The Centers for Medicare & Medicaid Services (CMS) has finalized a rule that will require more transparency into nursing home ownership.

Under the rule, nursing facilities that are enrolled in Medicare and Medicaid, which encompasses most, must disclose additional details about their owners, operators and management. CMS said in a press release that the final rule aims to more clearly define private equity and real estate investment trusts to make these disclosures simpler.

The rule is the Biden administration's latest move to address quality of care in nursing homes. Alongside the rule, the Department of Health and Human Services' (HHS') Office of the Assistant Secretary for Planning and Evaluation issued a study that examines quality in facilities owned by private equity.

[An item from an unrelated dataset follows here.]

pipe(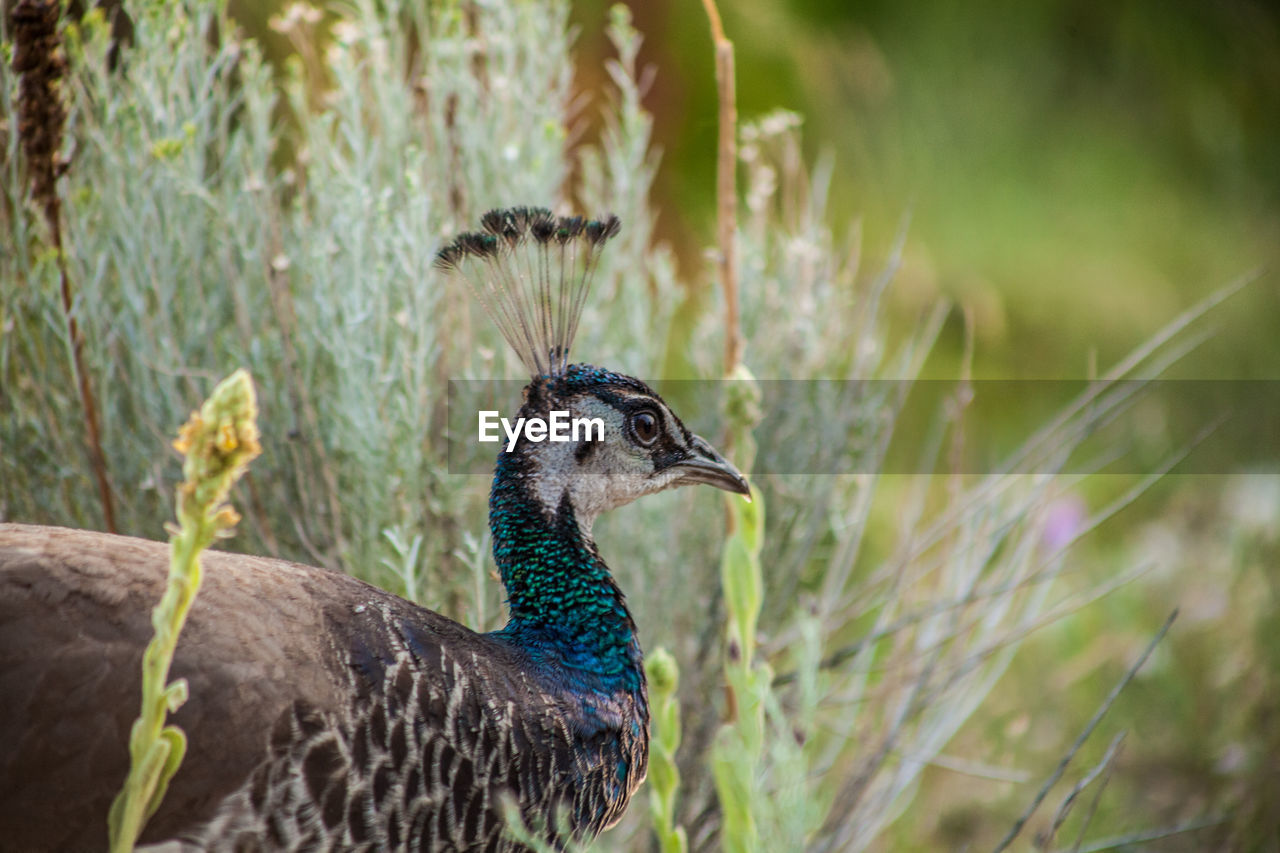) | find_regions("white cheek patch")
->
[530,397,678,534]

The analysis found that about 5% of facilities are owned by private equity firms, and private equity ownership drives a 12% decline in resident nurse hours per day as well as a 14% increase in the deficiency score index, indicating worsening performance, compared to other for-profit owners.

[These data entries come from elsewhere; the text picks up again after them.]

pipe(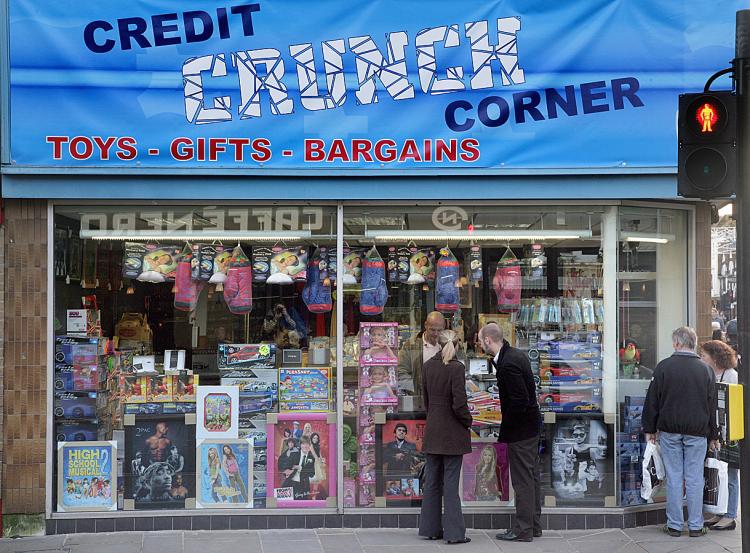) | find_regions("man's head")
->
[424,311,445,346]
[672,326,698,352]
[571,423,588,444]
[479,323,503,355]
[393,423,407,440]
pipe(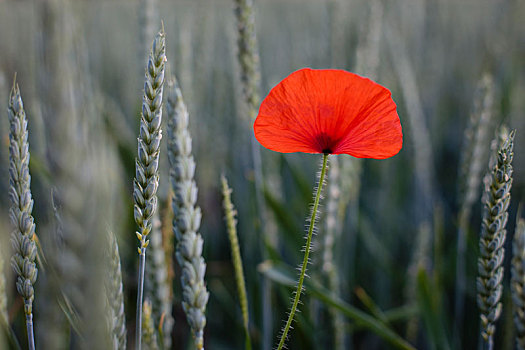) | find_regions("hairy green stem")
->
[26,314,35,350]
[135,248,146,350]
[277,153,328,350]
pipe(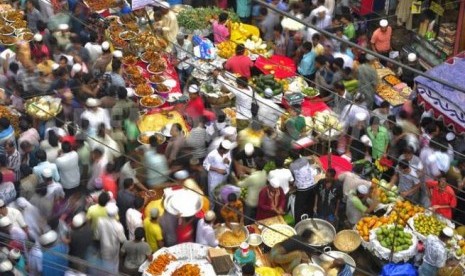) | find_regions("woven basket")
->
[333,230,362,253]
[205,94,231,105]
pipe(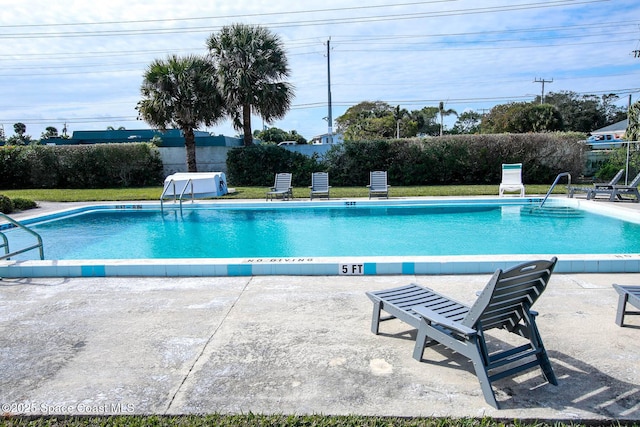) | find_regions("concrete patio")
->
[0,273,640,420]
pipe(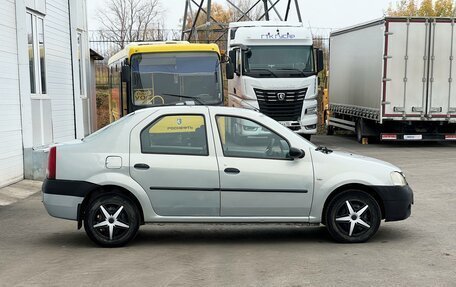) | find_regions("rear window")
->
[141,115,209,156]
[82,112,135,142]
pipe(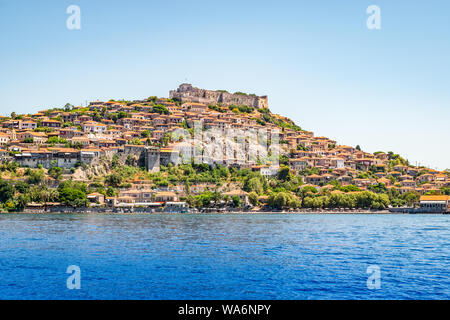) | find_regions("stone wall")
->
[169,83,269,109]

Earlier this year, CMS also proposed a rule around nursing home staffing requirements that drew significant ire from the industry.

“HHS continues to take action to improve the safety, quality, and accountability of nursing homes,” said HHS Secretary Xavier Becerra in the press release. “The Biden-Harris Administration believes that residents living in nursing homes should receive the dignity, care, and respect they deserve. Taking steps to help consumers to learn more about the owners of a nursing home will allow them to make the choice that best meets their needs.”

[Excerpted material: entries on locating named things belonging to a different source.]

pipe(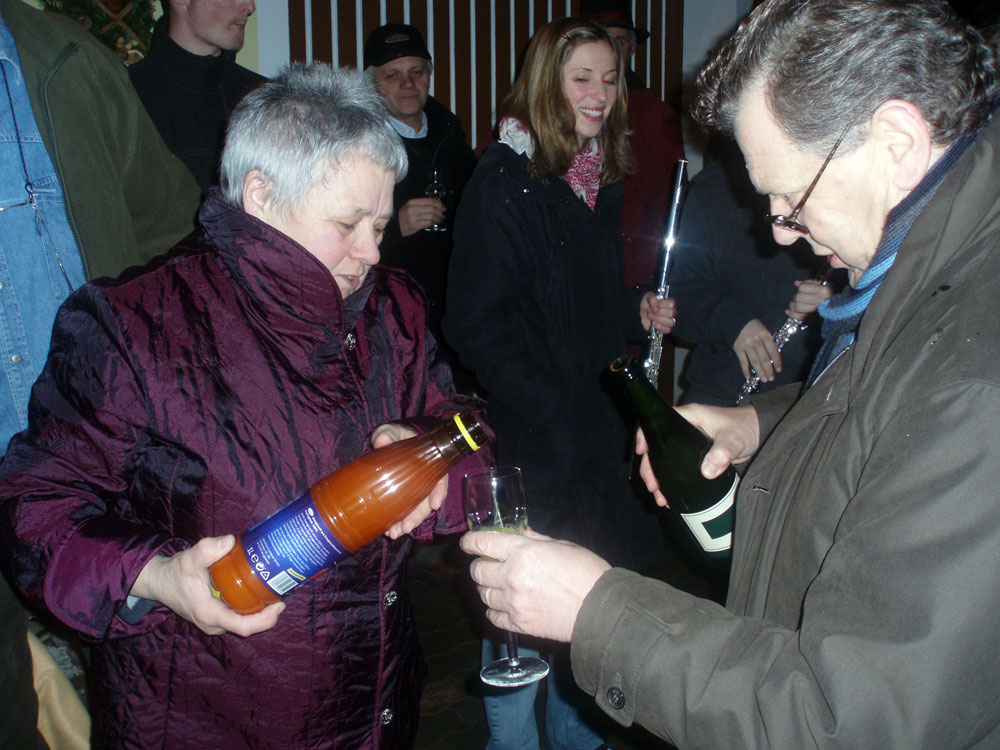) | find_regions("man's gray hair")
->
[220,63,406,215]
[693,0,1000,156]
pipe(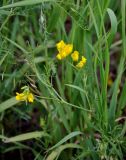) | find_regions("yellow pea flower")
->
[81,56,87,64]
[71,51,79,62]
[16,92,27,101]
[27,93,34,103]
[56,40,73,60]
[56,40,66,52]
[76,56,87,68]
[15,86,34,103]
[64,44,73,56]
[56,53,62,60]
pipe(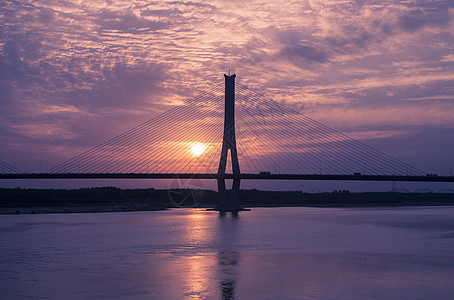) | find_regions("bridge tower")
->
[214,74,245,214]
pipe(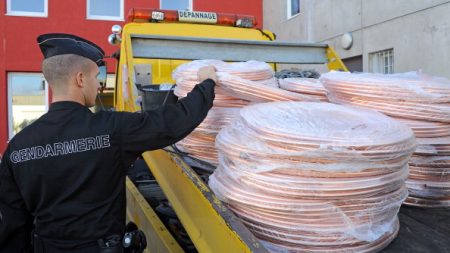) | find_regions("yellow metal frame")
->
[114,23,348,253]
[143,150,266,253]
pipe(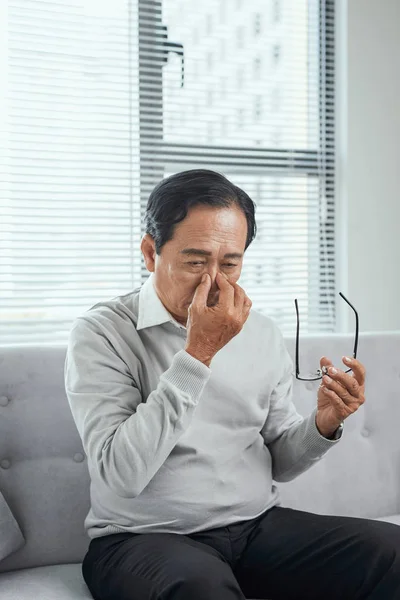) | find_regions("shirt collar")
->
[136,273,186,331]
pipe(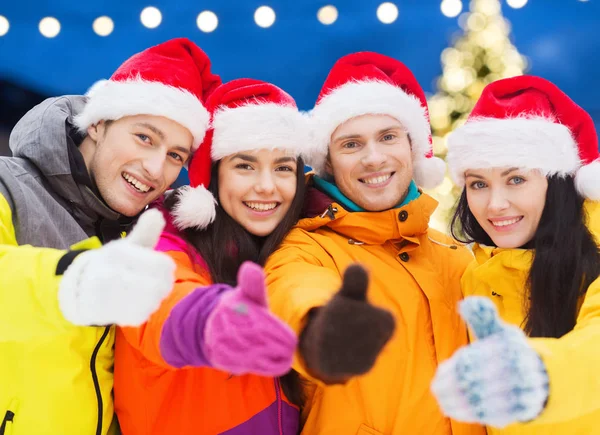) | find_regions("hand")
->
[300,265,395,384]
[203,262,298,376]
[431,297,548,428]
[58,209,175,326]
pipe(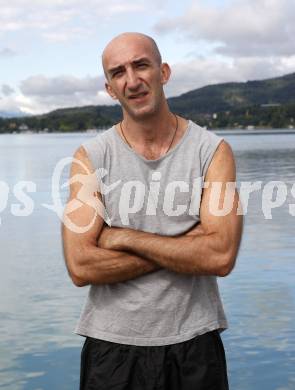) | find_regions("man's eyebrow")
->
[132,57,151,64]
[108,57,151,74]
[108,65,123,74]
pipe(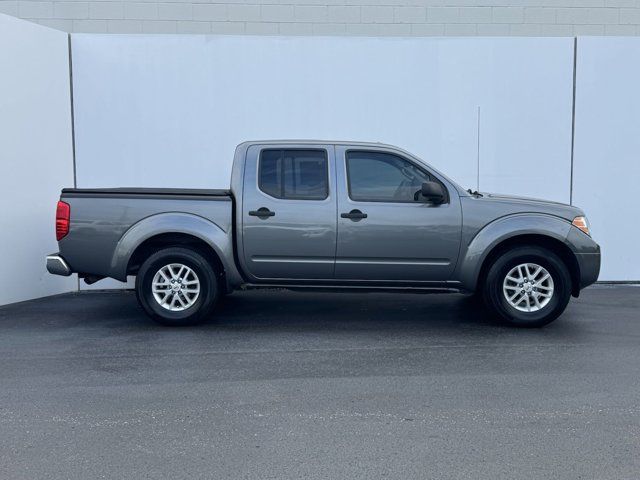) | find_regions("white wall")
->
[72,35,573,201]
[0,15,77,305]
[573,37,640,281]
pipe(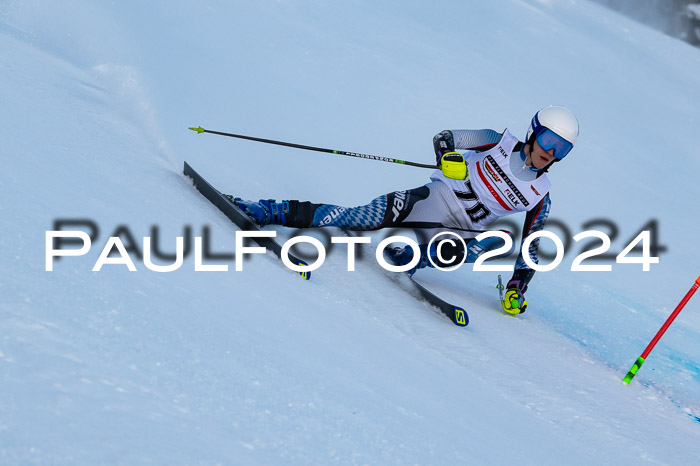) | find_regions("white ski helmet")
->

Nursing home sales have increased significantly over the past decade, and, since 2016, these sales have outpaced hospital sales, CMS said.

In addition to disclosures around ownership and other operational partners, nursing homes will be required to share further details around entities that either lease or sublease property. The facilities and the property owners may be set up as different firms even though they "work hand-in-hand," CMS said in the release.

"Nursing homes frequently use other companies to provide major services or supports within a facility, but families currently have no way of knowing which different companies or firms provide care to their loved ones and how they might be connected to the owners of a nursing home," CMS said.